En l’espace de dix-neuf ans (le code actuel a été promulgué en 2004), la société marocaine a subi énormément de mutations. Le profil des femmes et des hommes a beaucoup évolué. Et donc ce texte, qui était considéré comme révolutionnaire à son époque, parait à plusieurs égards obsolète aujourd’hui. Il faut que les lois soient adaptées aux profils et au contexte actuel.

Faut-il changer le droit de tutelle accordé au père ?
Moi je crois que la tutelle devrait aller au parent qui a la garde. Que ce soit le père ou la mère. De quel droit la maman est empêchée d’avoir la tutelle ? Si elle a la garde de l’enfant, c’est qu’elle est capable de s’en occuper correctement. En conséquence, il faut supprimer toutes les autorisations accordées au père. Ce qui est pire, c’est lorsque qu’une maman divorcée qui s’est remariée et à qui on a retiré le droit de garde, est interdite de voir son enfant. C’est injuste envers des centaines voire des milliers de femmes marocaines qui ne peuvent pas se remarier parce qu’elles ont peur de perdre la garde leur enfant.
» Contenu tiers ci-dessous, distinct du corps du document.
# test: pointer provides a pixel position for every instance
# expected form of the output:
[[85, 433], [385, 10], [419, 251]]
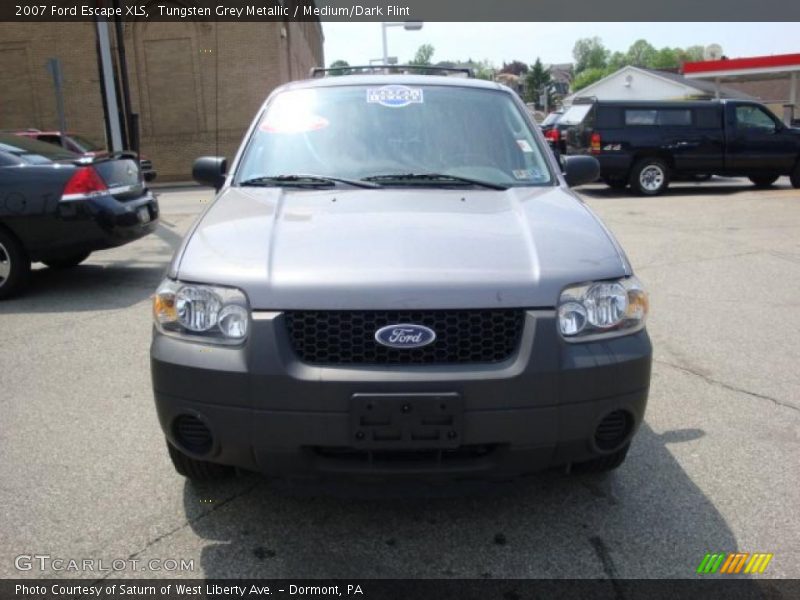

Concernant la question de l’héritage qui suscite une forte polémique au Maroc, pensez-vous que c’est une urgence ?
Oui c’est une urgence. Sauf que le débat est biaisé et très mal présenté dès le départ. Ce n’est pas parce que la femme aspire à la même part que l’homme. Mais la question est éminemment complexe. Au nom de la religion, des veufs et des veuves, des orphelins et des orphelines sont jetés dans la rue. J’évoque ici la question de Taassib. Il y a des abus incroyables à cause de Taassib. Ce n’est pas le Coran qui le dicte mais ce sont les Fokahas (prédicateurs religieux) qui l’ont installé.

Lorsque le Coran est arrivé, la femme était elle-même héritée, elle n’héritait pas. Le Coran dit que c’est l’homme qui doit entretenir la femme (la Qiwama), mais aujourd’hui, la majorité des hommes se font entretenir par leurs femmes, leurs filles et leurs soeurs. Il faudrait expliquer aux Marocains les drames humains qui sont produits à cause de l’héritage. Lorsqu’un homme, qui n’a que des filles, décède, ses frères et soeurs sont héritiers. C’est injuste. Mais quoi qu’il en soit, on a besoin d’avoir un débat serein sur cette question avec l’implication de toutes les spécialités requises.